To begin to bring the insights pulled from these various studies together, Nelson asked the audience: What does it all mean? For Nelson, the emergence of these more interpretively focused data projects represents a missed opportunity, a series of exceptions to the research conducted in the mainstream under the tyranny of regression analysis and the epistemic conditions they rely on, namely a concern with generalizability and the quest for universal theories and laws. Not only are these interpretive exceptions important, but for Nelson they constitute the center of a data science that should be, providing not only an alternative to mainstream data science models, but in many instances models and understandings of the social world that are simply more accurate.

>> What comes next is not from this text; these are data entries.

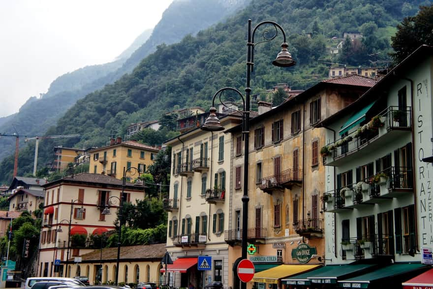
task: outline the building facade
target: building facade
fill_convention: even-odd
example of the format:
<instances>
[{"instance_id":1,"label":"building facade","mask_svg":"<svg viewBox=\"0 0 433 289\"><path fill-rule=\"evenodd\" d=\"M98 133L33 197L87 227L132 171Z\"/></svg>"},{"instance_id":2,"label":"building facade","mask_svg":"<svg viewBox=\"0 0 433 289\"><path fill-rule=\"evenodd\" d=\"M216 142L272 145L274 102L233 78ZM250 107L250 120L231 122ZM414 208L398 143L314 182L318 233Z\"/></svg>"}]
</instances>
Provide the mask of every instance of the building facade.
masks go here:
<instances>
[{"instance_id":1,"label":"building facade","mask_svg":"<svg viewBox=\"0 0 433 289\"><path fill-rule=\"evenodd\" d=\"M104 174L122 179L124 168L136 167L145 172L156 158L159 148L143 144L135 140L122 141L121 137L111 139L110 145L89 151L90 154L89 172ZM134 173L127 173L126 177ZM132 176L134 178L138 174Z\"/></svg>"},{"instance_id":2,"label":"building facade","mask_svg":"<svg viewBox=\"0 0 433 289\"><path fill-rule=\"evenodd\" d=\"M94 250L92 236L116 228L122 181L107 175L82 173L43 187L45 205L38 276L74 277L71 261ZM124 189L124 201L133 204L144 198L143 186L126 182ZM106 215L102 211L107 205L111 214ZM61 265L55 265L55 260L59 260Z\"/></svg>"}]
</instances>

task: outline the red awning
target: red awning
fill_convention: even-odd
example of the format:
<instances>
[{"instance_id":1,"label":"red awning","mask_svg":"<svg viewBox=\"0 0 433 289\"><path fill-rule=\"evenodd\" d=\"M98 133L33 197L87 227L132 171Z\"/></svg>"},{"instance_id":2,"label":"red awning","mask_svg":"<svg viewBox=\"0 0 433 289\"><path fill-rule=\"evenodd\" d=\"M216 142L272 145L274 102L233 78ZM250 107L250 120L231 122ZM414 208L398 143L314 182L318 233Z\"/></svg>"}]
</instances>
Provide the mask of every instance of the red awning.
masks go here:
<instances>
[{"instance_id":1,"label":"red awning","mask_svg":"<svg viewBox=\"0 0 433 289\"><path fill-rule=\"evenodd\" d=\"M48 207L44 211L44 215L51 215L54 214L54 207Z\"/></svg>"},{"instance_id":2,"label":"red awning","mask_svg":"<svg viewBox=\"0 0 433 289\"><path fill-rule=\"evenodd\" d=\"M415 288L433 289L433 269L431 269L402 285L403 285L403 289L413 289Z\"/></svg>"},{"instance_id":3,"label":"red awning","mask_svg":"<svg viewBox=\"0 0 433 289\"><path fill-rule=\"evenodd\" d=\"M179 272L180 273L186 273L186 270L197 264L197 257L195 258L180 258L175 260L173 264L167 265L167 271L169 272ZM163 267L160 271L162 273L165 272L165 265L162 265Z\"/></svg>"},{"instance_id":4,"label":"red awning","mask_svg":"<svg viewBox=\"0 0 433 289\"><path fill-rule=\"evenodd\" d=\"M71 235L87 235L87 230L80 226L75 226L71 228Z\"/></svg>"},{"instance_id":5,"label":"red awning","mask_svg":"<svg viewBox=\"0 0 433 289\"><path fill-rule=\"evenodd\" d=\"M92 233L92 235L102 235L103 233L105 233L107 231L108 231L107 229L105 228L96 228L94 230L93 230L93 233Z\"/></svg>"}]
</instances>

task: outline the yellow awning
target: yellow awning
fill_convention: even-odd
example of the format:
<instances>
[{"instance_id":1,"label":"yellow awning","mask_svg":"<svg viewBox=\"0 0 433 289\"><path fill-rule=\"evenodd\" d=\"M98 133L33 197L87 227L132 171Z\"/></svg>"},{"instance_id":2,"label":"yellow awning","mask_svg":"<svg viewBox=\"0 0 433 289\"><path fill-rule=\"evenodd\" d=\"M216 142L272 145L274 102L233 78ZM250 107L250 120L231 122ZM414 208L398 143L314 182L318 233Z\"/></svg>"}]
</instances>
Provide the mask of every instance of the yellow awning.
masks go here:
<instances>
[{"instance_id":1,"label":"yellow awning","mask_svg":"<svg viewBox=\"0 0 433 289\"><path fill-rule=\"evenodd\" d=\"M280 265L254 274L254 282L278 284L278 279L312 270L320 265Z\"/></svg>"}]
</instances>

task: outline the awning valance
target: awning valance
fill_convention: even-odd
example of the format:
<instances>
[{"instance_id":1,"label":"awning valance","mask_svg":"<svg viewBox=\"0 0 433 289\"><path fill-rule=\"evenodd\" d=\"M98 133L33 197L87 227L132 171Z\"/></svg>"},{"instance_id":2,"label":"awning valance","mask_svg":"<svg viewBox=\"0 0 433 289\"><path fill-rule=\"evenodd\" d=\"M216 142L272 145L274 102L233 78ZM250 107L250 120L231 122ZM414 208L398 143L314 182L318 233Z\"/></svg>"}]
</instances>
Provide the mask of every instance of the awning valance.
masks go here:
<instances>
[{"instance_id":1,"label":"awning valance","mask_svg":"<svg viewBox=\"0 0 433 289\"><path fill-rule=\"evenodd\" d=\"M180 272L186 273L186 270L197 264L197 257L194 258L179 258L173 262L173 264L167 265L167 271L168 272ZM162 267L160 272L165 272L165 266Z\"/></svg>"},{"instance_id":2,"label":"awning valance","mask_svg":"<svg viewBox=\"0 0 433 289\"><path fill-rule=\"evenodd\" d=\"M281 278L309 271L320 266L320 265L280 265L255 273L254 274L252 280L254 282L278 284L278 280Z\"/></svg>"},{"instance_id":3,"label":"awning valance","mask_svg":"<svg viewBox=\"0 0 433 289\"><path fill-rule=\"evenodd\" d=\"M71 228L71 235L76 234L87 235L87 230L80 226L75 226Z\"/></svg>"},{"instance_id":4,"label":"awning valance","mask_svg":"<svg viewBox=\"0 0 433 289\"><path fill-rule=\"evenodd\" d=\"M368 105L365 106L361 110L359 110L352 115L352 116L341 127L341 129L339 131L340 135L346 131L348 131L350 128L354 128L359 124L360 123L365 120L366 114L368 112L369 110L370 110L375 102L375 101L373 101Z\"/></svg>"},{"instance_id":5,"label":"awning valance","mask_svg":"<svg viewBox=\"0 0 433 289\"><path fill-rule=\"evenodd\" d=\"M312 283L336 284L337 280L343 277L352 277L357 273L362 274L374 265L369 264L325 266L317 270L284 278L283 284L309 285Z\"/></svg>"},{"instance_id":6,"label":"awning valance","mask_svg":"<svg viewBox=\"0 0 433 289\"><path fill-rule=\"evenodd\" d=\"M400 286L402 278L405 276L407 279L408 274L412 273L413 276L414 272L419 272L427 268L427 265L419 263L393 264L370 273L339 281L339 286L344 288L377 288L382 286L395 288ZM412 287L410 288L412 289Z\"/></svg>"},{"instance_id":7,"label":"awning valance","mask_svg":"<svg viewBox=\"0 0 433 289\"><path fill-rule=\"evenodd\" d=\"M54 214L54 207L48 207L44 211L44 215L51 215Z\"/></svg>"},{"instance_id":8,"label":"awning valance","mask_svg":"<svg viewBox=\"0 0 433 289\"><path fill-rule=\"evenodd\" d=\"M431 269L416 277L414 277L402 284L403 289L413 289L414 288L422 288L425 289L433 289L433 269Z\"/></svg>"}]
</instances>

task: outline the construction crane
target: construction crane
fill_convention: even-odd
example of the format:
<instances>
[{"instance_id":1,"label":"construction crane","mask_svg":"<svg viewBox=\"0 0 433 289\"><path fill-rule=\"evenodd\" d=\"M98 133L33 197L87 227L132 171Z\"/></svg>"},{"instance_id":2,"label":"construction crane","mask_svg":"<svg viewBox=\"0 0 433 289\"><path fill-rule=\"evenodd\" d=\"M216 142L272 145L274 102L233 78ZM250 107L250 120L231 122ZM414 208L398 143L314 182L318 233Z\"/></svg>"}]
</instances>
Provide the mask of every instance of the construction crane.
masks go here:
<instances>
[{"instance_id":1,"label":"construction crane","mask_svg":"<svg viewBox=\"0 0 433 289\"><path fill-rule=\"evenodd\" d=\"M29 140L33 139L36 140L36 144L34 147L34 161L33 163L33 175L36 175L36 168L37 166L37 151L39 147L39 140L45 139L46 138L63 138L67 137L81 137L80 134L62 134L59 135L50 135L48 136L33 136L32 137L27 137L24 140L24 141L27 142Z\"/></svg>"}]
</instances>

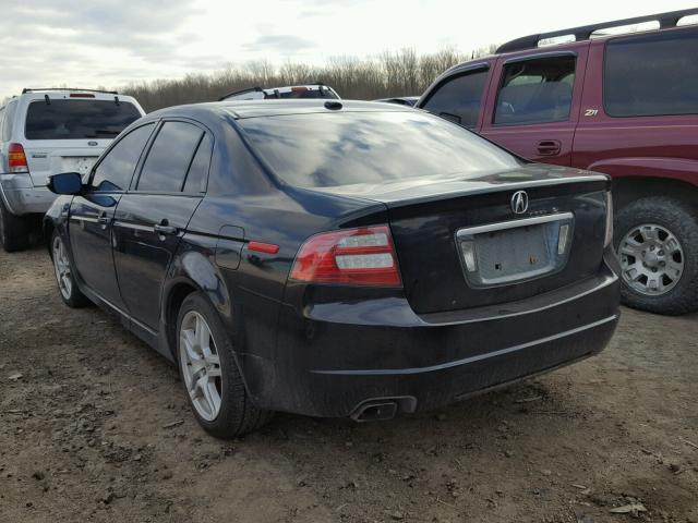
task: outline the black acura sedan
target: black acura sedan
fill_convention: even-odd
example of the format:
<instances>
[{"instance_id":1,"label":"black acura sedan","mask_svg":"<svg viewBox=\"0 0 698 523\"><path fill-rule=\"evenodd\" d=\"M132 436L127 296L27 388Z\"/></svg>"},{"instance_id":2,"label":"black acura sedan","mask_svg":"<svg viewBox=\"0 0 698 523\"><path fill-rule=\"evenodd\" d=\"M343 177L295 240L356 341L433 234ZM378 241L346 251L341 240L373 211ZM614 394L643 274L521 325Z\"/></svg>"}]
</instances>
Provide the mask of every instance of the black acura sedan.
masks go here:
<instances>
[{"instance_id":1,"label":"black acura sedan","mask_svg":"<svg viewBox=\"0 0 698 523\"><path fill-rule=\"evenodd\" d=\"M169 108L49 187L63 301L176 362L219 437L433 409L598 353L618 318L606 177L406 107Z\"/></svg>"}]
</instances>

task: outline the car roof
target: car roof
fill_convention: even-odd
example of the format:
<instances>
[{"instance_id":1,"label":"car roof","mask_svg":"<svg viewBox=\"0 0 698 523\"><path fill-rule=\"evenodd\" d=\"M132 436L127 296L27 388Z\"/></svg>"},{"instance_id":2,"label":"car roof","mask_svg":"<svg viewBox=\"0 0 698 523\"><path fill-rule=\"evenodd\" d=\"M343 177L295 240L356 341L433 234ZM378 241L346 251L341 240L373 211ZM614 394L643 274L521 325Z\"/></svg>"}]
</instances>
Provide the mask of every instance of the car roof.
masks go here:
<instances>
[{"instance_id":1,"label":"car roof","mask_svg":"<svg viewBox=\"0 0 698 523\"><path fill-rule=\"evenodd\" d=\"M340 107L329 108L328 105ZM196 118L198 114L227 114L236 120L284 114L311 114L318 112L406 112L414 111L407 106L361 100L231 100L191 104L160 109L148 118Z\"/></svg>"}]
</instances>

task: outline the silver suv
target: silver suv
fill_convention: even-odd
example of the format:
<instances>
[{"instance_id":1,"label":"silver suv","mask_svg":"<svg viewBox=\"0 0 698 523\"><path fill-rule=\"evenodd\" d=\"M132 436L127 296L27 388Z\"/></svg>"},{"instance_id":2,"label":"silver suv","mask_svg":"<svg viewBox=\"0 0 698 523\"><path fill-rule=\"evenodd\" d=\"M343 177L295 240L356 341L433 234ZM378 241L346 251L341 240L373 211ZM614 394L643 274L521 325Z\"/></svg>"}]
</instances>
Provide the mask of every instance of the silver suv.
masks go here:
<instances>
[{"instance_id":1,"label":"silver suv","mask_svg":"<svg viewBox=\"0 0 698 523\"><path fill-rule=\"evenodd\" d=\"M87 174L111 141L143 114L139 102L116 92L24 89L0 107L0 244L28 244L36 215L56 195L50 174Z\"/></svg>"}]
</instances>

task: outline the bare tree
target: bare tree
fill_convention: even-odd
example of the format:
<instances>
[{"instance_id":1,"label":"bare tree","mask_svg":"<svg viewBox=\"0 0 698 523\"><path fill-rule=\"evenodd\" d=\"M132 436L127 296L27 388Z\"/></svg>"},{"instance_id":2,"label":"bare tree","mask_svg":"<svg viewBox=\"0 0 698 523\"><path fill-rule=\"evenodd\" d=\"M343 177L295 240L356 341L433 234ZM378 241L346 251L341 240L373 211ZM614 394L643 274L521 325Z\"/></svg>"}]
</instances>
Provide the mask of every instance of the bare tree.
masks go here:
<instances>
[{"instance_id":1,"label":"bare tree","mask_svg":"<svg viewBox=\"0 0 698 523\"><path fill-rule=\"evenodd\" d=\"M370 59L335 57L324 65L287 61L276 68L267 60L242 66L228 65L213 74L188 74L178 80L133 83L119 89L135 96L146 111L181 104L217 100L227 93L249 87L322 82L342 98L372 100L421 94L441 73L456 63L492 54L496 46L461 54L442 49L418 56L414 49L386 51Z\"/></svg>"}]
</instances>

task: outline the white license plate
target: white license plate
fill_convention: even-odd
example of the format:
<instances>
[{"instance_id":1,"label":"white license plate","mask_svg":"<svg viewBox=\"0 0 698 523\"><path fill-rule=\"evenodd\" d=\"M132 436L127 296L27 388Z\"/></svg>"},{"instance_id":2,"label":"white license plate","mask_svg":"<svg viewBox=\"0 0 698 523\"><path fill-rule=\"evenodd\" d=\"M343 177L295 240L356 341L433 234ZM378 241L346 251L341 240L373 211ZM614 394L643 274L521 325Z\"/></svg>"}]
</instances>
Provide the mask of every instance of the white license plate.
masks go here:
<instances>
[{"instance_id":1,"label":"white license plate","mask_svg":"<svg viewBox=\"0 0 698 523\"><path fill-rule=\"evenodd\" d=\"M96 161L96 156L64 156L61 167L63 172L80 172L83 177L86 177Z\"/></svg>"}]
</instances>

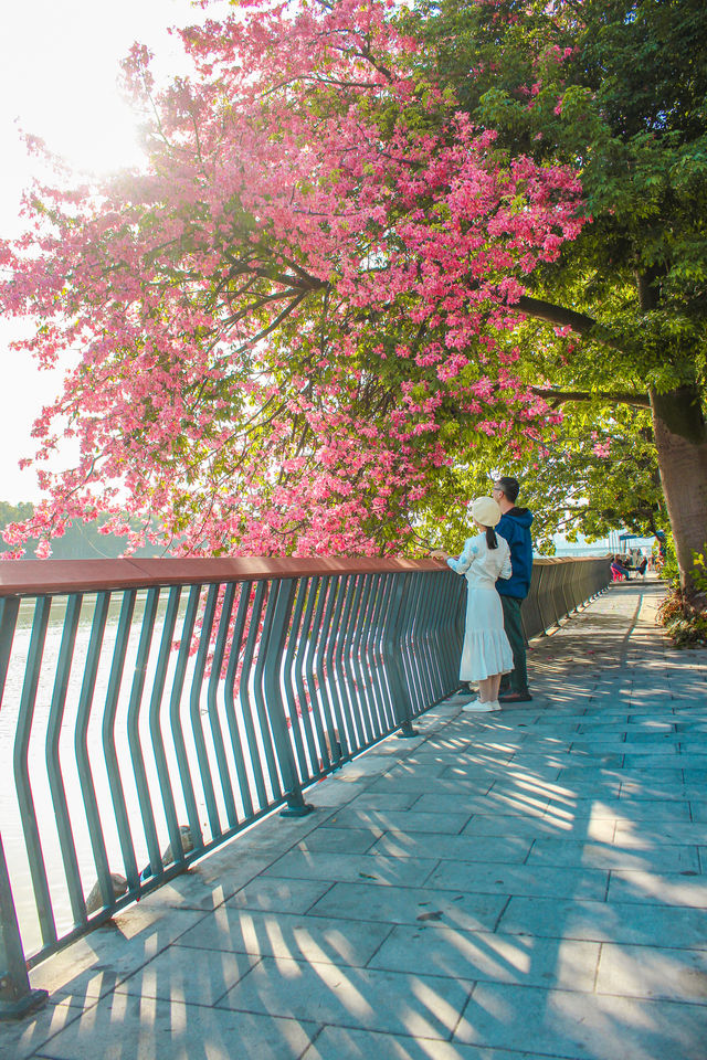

The pillars of Nelson’s proposed interpretive data science aim to preserve and account for the role that context and interpretation play in our understanding of the social world. This context is critical and can be retained by making big data small (Foucault Welles 2014), moving against aggregation to bring more contextual elements into our analyses, and by staying rooted in a qualitative understanding of the data. This approach should be further complemented with bringing in groups generally left out of, or under-represented within, traditional research. This approach should fundamentally aim to reveal interlocking systems of power and not reproduce them. Nelson rounded out her talk by arguing that a program for interpretive data science should be concerned with meaning-making not patterns, with understanding not laws, and should aim to be contextual as opposed to universal, all things that are possible under the feminist epistemology presented to us by machine learning and computational methods.